1. Field of the Invention
The present invention relates to a method of and an apparatus for controlling supercharge pressure for a turbocharger.
2. Description of the Prior Art
A turbocharger is constructed in such a manner that an exhaust turbine is rotated by exhaust gas at high temperature and high pressure so that the pressure within an intake manifold increases above atmospheric pressure, as the number of rotations of a compressor in the turbocharger increases. As a result, the supply of a large quantity of intake air to the engine becomes possible by the supercharge pressure thus obtained and with the result that high torque, high output can be obtained and an improvement of the fuel consumption can be obtained as well.
Now, in a car engine having a wide range of engine speeds, it is possible to sufficiently secure the supercharge pressure in middle and high speed operating zones. In the low speed operating zone, however, as it is diffiecult to obtain sufficient exhaust pressure and the torque will tend to also be low. In this case, it is known that the supercharge pressure in the lower speed operating zone is determined by the ratio A/R of the cross-sectional area A of a scroll and the radius R from the center of the scroll. Accordingly, if the cross-sectional area can be made small in the low speed operating zone where the exhaust gas flow rate is small, the supercharge pressure can be increased by increasing the number of turbine rotations.
To this end, a turbocharger having a variable capacity in which a capacity changing means is provided for varying the the ratio A/R of the turbine, has already been proposed by the same inventors named herein (see, for instance, Japanese Patent Application SN 58-162918). In the variable capacity turbocharger, sufficient supercharge pressure can be obtained even when the turbocharger is operated in the low speed operating zone.
In the supercharge pressure control of the turbocharger described above, a provision is made for an actuator for driving the capacity changing means of the turbocharger, with the supercharge pressure being a work pressure or operation pressure which is produced downstream of a compressor and the supercharge pressure is maintained constant by controlling the duty value of an electromagnetic valve which discharges the operating pressure to the outside.
In a control characteristic of the eletromagnetic valve where the X-axis indicated duty value (see, for instance, FIG. 5), the duty value signifies the opening time of the valve per a predetermined time and when it is 100 percent it indicates that the valve is fully opened and the cross-sectional area A is made to be a minimum, in this case by means of the actuator and the capacity changing means, so as to increase the number of turbine rotations.
On the other hand, when the duty value is zero, it indicates that the electromagnetic valve is fully closed, with the result that the sectional area A is made to be a maximum and the number of turbine rotations is suppressed, thus controlling the supercharge pressure to be a constant.

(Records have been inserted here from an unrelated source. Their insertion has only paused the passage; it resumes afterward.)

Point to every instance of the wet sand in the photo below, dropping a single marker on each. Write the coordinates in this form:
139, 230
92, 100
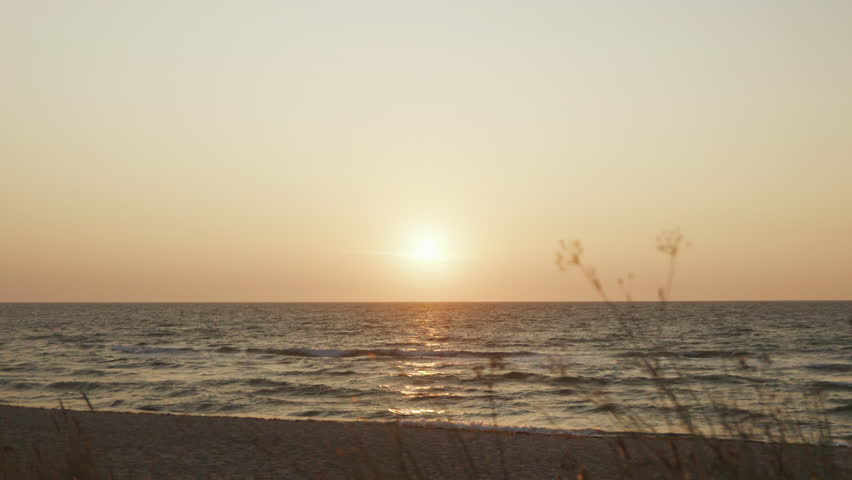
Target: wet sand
141, 445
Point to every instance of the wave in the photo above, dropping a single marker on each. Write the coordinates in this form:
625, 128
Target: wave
830, 367
373, 353
686, 354
142, 349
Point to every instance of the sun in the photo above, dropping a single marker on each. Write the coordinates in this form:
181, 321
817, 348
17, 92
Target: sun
427, 250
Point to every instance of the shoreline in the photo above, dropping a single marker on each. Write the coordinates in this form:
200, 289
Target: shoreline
162, 445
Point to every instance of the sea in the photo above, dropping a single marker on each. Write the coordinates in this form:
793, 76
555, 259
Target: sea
549, 367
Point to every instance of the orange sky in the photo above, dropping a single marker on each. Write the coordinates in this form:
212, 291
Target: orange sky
301, 151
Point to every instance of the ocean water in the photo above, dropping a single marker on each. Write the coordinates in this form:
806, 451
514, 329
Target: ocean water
525, 365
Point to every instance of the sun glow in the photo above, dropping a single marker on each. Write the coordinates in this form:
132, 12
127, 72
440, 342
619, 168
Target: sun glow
427, 250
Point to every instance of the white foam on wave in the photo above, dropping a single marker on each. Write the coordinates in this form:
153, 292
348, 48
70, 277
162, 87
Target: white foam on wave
488, 427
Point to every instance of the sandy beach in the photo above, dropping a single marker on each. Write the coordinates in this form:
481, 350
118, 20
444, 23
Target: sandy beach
139, 445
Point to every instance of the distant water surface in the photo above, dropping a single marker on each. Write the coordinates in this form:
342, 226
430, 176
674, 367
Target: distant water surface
549, 365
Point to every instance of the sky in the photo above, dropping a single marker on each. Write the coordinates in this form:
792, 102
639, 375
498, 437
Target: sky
423, 151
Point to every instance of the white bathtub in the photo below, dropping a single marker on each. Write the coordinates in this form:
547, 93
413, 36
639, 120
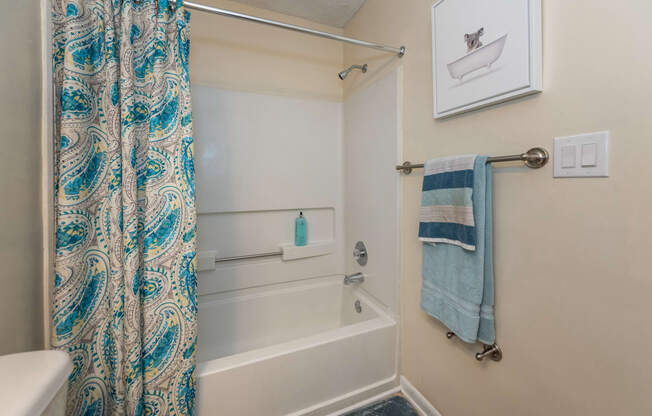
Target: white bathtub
482, 57
294, 350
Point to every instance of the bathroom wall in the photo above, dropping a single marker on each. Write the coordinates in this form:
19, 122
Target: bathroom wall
268, 127
571, 255
20, 176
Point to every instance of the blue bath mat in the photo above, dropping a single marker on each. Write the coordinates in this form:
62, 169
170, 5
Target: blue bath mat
394, 406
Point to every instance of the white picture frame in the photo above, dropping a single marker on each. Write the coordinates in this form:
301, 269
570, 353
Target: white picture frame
484, 53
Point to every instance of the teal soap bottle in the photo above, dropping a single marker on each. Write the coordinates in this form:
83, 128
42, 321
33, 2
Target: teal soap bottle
300, 231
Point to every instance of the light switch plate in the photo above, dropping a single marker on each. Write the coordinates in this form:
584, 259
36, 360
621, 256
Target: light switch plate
591, 155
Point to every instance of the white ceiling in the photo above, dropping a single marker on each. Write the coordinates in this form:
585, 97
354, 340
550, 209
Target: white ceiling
329, 12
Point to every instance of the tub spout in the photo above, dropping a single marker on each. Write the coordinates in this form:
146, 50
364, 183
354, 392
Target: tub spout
353, 278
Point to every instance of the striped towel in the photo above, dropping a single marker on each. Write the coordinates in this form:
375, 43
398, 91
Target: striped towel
446, 202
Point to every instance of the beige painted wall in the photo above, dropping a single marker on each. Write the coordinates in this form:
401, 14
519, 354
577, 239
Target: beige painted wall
233, 54
20, 175
573, 274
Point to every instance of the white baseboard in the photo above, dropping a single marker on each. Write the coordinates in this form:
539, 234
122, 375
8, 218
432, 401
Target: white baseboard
352, 400
415, 397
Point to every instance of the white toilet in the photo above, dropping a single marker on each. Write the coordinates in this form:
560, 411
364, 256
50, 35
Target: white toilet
34, 383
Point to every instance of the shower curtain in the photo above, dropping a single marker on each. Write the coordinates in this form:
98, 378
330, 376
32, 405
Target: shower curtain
124, 299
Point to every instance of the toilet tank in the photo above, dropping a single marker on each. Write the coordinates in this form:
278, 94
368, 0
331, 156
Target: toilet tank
34, 383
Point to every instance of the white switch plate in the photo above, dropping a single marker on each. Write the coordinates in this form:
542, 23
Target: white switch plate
591, 155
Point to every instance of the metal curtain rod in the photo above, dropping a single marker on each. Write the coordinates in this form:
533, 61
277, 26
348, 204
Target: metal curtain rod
400, 52
534, 158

In the actual control, in this case, in order to overcome the deviation of control involving different dispersion factors, it is a common practice to perform a feedback control in response to an actually detected value. In this example as well, the amount of feedback correction is calculated from the deviation between the actual supercharge pressure detected by a supercharge pressure sensor and a preset supercharge pressure.
The capacity changing means of the type described above is provided for the purpose of securing sufficient supercharge pressure in the low speed and low load operating zone of the engine. In the high load operating zone, however, the number of turbine rotations becomes too high to control the supercharge pressure. Accordingly, it is a common practice to provide at the down-stream of the turbine, an exhaust bypass valve for bypassing the pressure in the turbine inlet for discharging, so as to prevent the supercharge pressure from exceeding an allowable maximum pressure. However, the use of such a plurality of control means for controlling the supercharge pressure as described above will possibly result in unexpected disadvantages as a result of interference between the two controls. Namely, the capacity changing means and the exhaust bypass valve are both controls for the supercharge pressure so that the action of one control affects the other. For instance, when the capacity changing means is progressively closed, i.e., moved in the direction of increasing the supercharge pressure from an optimum value, and the exhaust bypass valve is moved toward an open position i.e., in the direction of suppressing the supercharge pressure from the optimum value, the supercharge pressure remains at a preset value as a whole.
In this manner, in order to achieve the object of maintaining the supercharge pressure at the present value there will be numerous approaches to realize the control of the capacity changing means and the exhaust bypass valve. However, in order for the engine performance to be at its maximum, it is necessary for the capacity changing means and the exhaust bypass valve to be set at their optimum positions respectively, while maintaining the supercharge pressure at the predetermined valve.